Danesh yang sejak tadi melihat obrolan mereka menjadi terharu. Hatinya bahagia bisa menyaksikan kedekatan yang sedang ditatapnya. Kalau dipikir, Kenes memang sebenarnya wanita baik. Hanya juteknya itu kadang membuat ingin menyerah. Namun, bukan cinta jika belum maju sudah memutuskan mundur.
Setelah waktunya tepat, Danesh muncul dengan handuk berwarna putih bergambar Hello Kitty. Sang mama yang melihat langsung berinisiatif berpamitan ke kamar sebelah.
"Ini handuknya. Kamu hati-hati mandinya. Nanti aku siapin bajunya," ucap pria yang ternyata memiliki perhatian luar biasa.

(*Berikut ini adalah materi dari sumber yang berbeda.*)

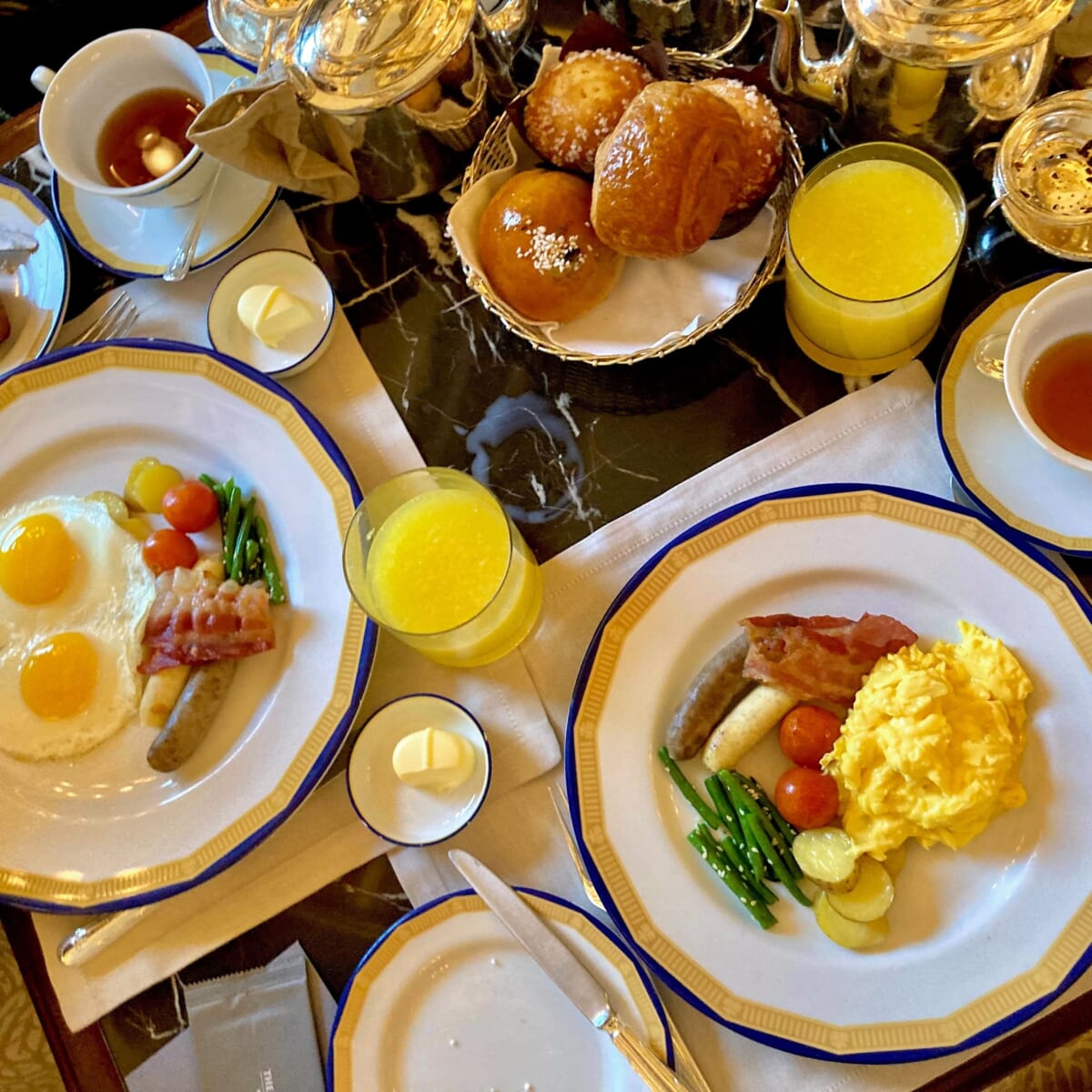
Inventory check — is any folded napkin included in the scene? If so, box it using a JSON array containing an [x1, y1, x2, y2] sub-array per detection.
[[187, 62, 360, 201], [34, 204, 561, 1031], [391, 362, 1092, 1092]]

Pria seperti Danesh pasti akan menjadi banyak incaran wanita di luar sana. Karena sekarang pria setia dan perhatian juga kaya tapi sederhana sedang trend di kalangan wanita. Buat apa pria kaya tapi tidak setia? Itu hanya akan memberikan sakit hati. Namun, semua itu kembali lagi pada wanita dalam menentukan kriteria pasangan hidupnya.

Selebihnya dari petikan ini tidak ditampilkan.